Across America at the Speed of a Camera Shutter Release

‘You Press the Button, We Do the Rest’ is a sentence that, according to David Campany, is most likely responsible for starting the story of travel photography – and not just in America. George Eastman of Kodak fame used it for the company’s campaign in 1888 to attract people to amateur photography. The Open Road is the first publication – in a series of many by the New York-based Aperture Foundation, specialising in photography – to focus on road trip photography and records in the form of an eclectic chronicle of the genre’s development over an entire century. The first milestone in the publication’s selection of portfolios is Robert Frank’s The Americans, which leads an imaginary dialogue in picture form with Dean Moriarty, the character from Jack Kerouac’s 1957 book On the Road, embodying the urge to hit the road without any definite end or gain. The works of seventeen other photographers, presented in chronological order, offer disparate perceptions and moods, starting with Ed Ruscha and William Eggleston, including Jacob Holdt and Stephen Shore, and ending with Ryan McGinley and Justine Kurland, all commenting on the landscape of American culture, including the bizarre as much as the beautiful, and also looking at the impact of the automobile industry and consumerism on the state of society. Where is this photography genre headed? Is it starting to move faster? Or is it more contemplative and in a state of inertia?

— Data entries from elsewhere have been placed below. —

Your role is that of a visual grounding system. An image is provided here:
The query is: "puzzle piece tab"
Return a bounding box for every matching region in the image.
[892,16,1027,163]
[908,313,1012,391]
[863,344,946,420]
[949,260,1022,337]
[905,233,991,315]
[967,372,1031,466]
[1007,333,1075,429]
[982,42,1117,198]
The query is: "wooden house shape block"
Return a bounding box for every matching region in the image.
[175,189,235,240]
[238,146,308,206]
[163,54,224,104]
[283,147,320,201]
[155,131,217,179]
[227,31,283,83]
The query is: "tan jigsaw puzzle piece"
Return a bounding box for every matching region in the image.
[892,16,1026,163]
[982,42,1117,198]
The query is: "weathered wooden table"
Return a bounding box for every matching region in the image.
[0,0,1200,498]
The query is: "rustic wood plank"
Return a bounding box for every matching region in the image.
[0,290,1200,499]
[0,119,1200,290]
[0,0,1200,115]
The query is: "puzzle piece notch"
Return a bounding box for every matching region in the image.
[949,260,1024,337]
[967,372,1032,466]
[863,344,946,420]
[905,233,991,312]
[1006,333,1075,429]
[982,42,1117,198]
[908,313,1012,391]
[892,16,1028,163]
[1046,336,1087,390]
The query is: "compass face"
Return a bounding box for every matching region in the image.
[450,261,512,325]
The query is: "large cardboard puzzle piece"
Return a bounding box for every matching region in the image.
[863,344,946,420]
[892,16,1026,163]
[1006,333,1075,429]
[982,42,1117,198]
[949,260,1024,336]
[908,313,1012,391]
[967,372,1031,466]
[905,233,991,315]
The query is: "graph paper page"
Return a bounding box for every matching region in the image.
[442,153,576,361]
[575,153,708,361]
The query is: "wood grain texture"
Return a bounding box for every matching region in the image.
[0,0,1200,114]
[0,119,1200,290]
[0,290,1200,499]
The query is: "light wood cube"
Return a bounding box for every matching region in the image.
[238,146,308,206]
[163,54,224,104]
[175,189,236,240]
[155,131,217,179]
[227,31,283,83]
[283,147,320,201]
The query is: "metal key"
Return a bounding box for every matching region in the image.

 The introductory text by David Campany, a British curator and writer, brings into the history of American photography a number of key hinging connections that clarify why the road trip is such a crucial phenomenon in American culture. The ‘road trip’ is a myth that feeds the hunger for knowledge and, above all, self-knowledge. Nevertheless, myths fascinate people and the publication provides room for reflection through the subjective, hypersensitive perception of the featured artists, who have captured America through its characteristic iconography, including inherent clichés and banalities. Each conveyed viewpoint exposes the role of photography in shaping the perception of this expansive continent. Campany simultaneously shows how America creates its own image. In the latter half of the fifties, the country was criss-crossed with a ribbon of asphalt and concrete, and travelling by car was democratised, standardised and homogenised.

 The moment of pressing the shutter release is a pause, a punctuation mark amid perpetual driving through. Photographing moments and subjects that are remotely familiar is a way of dealing with the experience. The Open Road is the starting point rather than the destination in the search for the meaning of humankind’s movement forward within a larger existentialist context, and the selected photographs are a portrait of a continent that is determining its direction at high velocity.